W. C. Fields was born William Claude Dukenfield, a die-hard Philadelphian. In fact it was said his epitaph stated, “All things considered, I’d rather be in Philadelphia,” although the line was never carved on his gravestone. He spent his early career as a juggler in vaudeville houses around the country, and later broke into comedy with his impeccable timing to deliver colorful one-liners through his raspy nasal gin-blossomed nose. He toured the world headlining as a performer in the Follies Bergère and Ziegfeld Follies before making his film debut in the silent short subject, Pool Sharks, in 1915. As movies grew in popularity so did Fields. His characters and his real-life persona were indistinguishable from each other. Where farce mingles with fact and fiction.

He represented the Everyman, the underdog working-class stiff who somehow did okay against all odds. He had a penchant for alcohol and a disdain for children and dogs that I find endearing. He was often quoted. One of my favorite lines, “I’m not prejudiced, I hate all people equally.” It’s telling of a man who had an incredible sense of humor. Reminiscent of another of my favorite lines by Charles Bukowski, “I don’t hate people, I just feel better when they’re not around.” Comparing Fields and Bukowski, you find many similarities down to the way they sound when speaking. I’d say Fields was a personal hero of Bukowski’s but can’t prove it. It’s uncertain how Fields, like Bukowski, became a underground sensation for the counterculture.

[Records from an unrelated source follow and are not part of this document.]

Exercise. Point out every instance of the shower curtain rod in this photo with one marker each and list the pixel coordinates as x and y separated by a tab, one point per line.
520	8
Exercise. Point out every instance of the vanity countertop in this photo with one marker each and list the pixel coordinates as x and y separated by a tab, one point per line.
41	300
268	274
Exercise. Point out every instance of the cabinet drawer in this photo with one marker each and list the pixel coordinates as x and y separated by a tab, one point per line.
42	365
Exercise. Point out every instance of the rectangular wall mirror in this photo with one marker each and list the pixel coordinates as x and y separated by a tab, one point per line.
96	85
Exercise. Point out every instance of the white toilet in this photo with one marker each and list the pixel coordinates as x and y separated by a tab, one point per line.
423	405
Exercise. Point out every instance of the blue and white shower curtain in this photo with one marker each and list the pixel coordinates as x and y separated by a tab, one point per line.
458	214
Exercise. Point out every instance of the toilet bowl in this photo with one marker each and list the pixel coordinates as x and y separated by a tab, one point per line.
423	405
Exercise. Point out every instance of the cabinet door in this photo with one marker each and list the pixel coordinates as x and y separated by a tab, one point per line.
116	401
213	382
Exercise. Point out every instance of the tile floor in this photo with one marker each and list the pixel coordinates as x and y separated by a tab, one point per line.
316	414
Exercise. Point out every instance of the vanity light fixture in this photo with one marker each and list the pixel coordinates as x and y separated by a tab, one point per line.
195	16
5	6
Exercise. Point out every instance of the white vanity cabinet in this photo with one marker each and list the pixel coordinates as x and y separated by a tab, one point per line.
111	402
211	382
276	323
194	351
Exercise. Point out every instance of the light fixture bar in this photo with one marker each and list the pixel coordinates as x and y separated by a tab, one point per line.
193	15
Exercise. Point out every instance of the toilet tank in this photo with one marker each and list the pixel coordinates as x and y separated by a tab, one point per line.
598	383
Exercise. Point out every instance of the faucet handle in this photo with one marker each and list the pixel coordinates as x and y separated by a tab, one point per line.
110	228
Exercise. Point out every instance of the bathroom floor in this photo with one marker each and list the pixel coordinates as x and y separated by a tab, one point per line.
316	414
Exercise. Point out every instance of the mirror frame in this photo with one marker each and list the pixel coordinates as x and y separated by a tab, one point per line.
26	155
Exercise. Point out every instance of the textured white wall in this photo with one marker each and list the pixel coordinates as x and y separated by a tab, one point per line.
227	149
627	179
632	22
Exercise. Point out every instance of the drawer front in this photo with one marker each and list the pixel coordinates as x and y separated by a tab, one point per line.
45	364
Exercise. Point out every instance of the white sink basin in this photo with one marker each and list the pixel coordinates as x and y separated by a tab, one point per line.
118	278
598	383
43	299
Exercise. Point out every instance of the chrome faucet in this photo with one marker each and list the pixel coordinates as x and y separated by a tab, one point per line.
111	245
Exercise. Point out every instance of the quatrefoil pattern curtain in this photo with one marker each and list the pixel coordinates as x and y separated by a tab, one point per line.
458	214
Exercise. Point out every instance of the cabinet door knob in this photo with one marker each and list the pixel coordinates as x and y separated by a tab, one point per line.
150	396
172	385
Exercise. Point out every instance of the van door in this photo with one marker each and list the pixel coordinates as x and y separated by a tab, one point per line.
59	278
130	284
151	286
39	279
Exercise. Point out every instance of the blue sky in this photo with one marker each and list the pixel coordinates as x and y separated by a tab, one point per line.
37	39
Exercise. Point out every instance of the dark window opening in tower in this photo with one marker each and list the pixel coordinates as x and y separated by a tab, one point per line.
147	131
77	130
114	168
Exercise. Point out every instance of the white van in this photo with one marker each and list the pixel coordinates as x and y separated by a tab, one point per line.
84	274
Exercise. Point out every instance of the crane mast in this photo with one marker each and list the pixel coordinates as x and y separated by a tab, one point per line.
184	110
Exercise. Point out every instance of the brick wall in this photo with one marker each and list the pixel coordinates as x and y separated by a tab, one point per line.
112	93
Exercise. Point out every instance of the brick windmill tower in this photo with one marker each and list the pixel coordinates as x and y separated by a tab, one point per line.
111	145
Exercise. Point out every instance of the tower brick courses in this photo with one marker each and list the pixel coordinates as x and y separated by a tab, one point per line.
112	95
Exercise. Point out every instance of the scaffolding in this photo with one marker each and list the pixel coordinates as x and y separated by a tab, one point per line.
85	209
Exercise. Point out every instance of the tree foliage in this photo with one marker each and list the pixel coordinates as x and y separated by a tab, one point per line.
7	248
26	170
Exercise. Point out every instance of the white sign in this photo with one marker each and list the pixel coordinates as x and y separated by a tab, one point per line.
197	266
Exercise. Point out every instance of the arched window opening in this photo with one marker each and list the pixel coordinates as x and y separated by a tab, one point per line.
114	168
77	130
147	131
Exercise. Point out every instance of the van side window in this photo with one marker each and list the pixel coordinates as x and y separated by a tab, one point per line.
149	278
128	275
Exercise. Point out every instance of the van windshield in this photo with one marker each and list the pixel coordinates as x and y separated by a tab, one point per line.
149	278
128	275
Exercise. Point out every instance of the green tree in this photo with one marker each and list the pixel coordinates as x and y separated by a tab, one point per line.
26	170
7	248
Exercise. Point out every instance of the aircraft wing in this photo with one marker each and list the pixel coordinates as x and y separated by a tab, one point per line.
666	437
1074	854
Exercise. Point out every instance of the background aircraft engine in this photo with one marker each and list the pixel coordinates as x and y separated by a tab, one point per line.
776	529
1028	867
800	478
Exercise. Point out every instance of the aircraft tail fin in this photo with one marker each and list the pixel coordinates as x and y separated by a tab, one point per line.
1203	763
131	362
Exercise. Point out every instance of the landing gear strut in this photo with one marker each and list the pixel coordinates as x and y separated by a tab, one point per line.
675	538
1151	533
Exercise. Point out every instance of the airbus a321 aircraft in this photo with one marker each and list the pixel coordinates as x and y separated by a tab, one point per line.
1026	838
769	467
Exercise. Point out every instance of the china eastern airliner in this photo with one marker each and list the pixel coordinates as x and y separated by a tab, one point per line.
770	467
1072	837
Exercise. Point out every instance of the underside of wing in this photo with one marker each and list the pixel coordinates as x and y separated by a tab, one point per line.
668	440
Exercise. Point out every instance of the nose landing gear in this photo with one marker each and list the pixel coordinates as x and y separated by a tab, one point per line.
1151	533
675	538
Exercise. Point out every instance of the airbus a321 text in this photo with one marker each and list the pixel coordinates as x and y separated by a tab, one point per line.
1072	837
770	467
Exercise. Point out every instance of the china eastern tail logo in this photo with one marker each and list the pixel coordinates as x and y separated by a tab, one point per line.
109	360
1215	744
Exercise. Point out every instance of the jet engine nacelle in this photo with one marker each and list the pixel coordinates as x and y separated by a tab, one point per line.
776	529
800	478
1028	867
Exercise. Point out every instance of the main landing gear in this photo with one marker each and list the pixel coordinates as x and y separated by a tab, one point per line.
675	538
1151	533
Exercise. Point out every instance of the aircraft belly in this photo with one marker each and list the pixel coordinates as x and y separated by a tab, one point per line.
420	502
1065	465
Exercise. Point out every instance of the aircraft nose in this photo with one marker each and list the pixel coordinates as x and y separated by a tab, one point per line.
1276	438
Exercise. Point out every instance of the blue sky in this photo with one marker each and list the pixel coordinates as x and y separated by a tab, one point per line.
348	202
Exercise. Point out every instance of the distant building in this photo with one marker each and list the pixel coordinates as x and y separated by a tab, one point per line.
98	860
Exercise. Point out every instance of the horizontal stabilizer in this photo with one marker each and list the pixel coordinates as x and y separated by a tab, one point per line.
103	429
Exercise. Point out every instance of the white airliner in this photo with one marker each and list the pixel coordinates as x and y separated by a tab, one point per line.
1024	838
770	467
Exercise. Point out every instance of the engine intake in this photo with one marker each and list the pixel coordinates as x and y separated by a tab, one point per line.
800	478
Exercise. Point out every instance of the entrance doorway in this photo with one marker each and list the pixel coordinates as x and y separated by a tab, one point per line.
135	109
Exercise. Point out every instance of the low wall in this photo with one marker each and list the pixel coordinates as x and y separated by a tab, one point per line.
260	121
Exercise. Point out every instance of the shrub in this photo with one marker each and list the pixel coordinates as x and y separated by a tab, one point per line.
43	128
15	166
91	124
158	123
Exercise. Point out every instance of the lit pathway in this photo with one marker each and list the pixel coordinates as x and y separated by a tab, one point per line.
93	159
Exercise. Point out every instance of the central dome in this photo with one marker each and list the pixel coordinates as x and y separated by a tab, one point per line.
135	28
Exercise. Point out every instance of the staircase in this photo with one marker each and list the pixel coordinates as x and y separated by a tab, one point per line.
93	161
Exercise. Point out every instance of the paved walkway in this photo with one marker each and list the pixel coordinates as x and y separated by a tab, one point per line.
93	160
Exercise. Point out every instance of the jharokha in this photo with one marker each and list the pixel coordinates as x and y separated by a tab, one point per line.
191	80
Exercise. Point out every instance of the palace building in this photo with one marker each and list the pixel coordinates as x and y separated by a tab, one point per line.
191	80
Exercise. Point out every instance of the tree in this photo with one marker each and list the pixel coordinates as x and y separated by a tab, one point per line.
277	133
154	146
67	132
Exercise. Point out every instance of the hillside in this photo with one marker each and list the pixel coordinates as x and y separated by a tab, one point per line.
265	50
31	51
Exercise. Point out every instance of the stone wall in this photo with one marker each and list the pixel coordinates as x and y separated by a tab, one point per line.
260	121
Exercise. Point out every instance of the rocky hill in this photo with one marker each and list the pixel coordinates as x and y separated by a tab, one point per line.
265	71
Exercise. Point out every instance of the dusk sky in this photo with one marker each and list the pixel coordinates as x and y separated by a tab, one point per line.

An old friend recently reminded me of the giant W.C. Fields posters hanging in the long gone Sherman’s Bookstore in downtown Baltimore. There he was in all his Victorian garb, a top hat and kid gloves. Also hanging on the wall nearby was his one-time costar Mae West. They acted together in the film, My Little Chickadee. She’s standing there in a full-length rhinestone gown replete with feather boa and diamonds. She also had a knack for one-liners.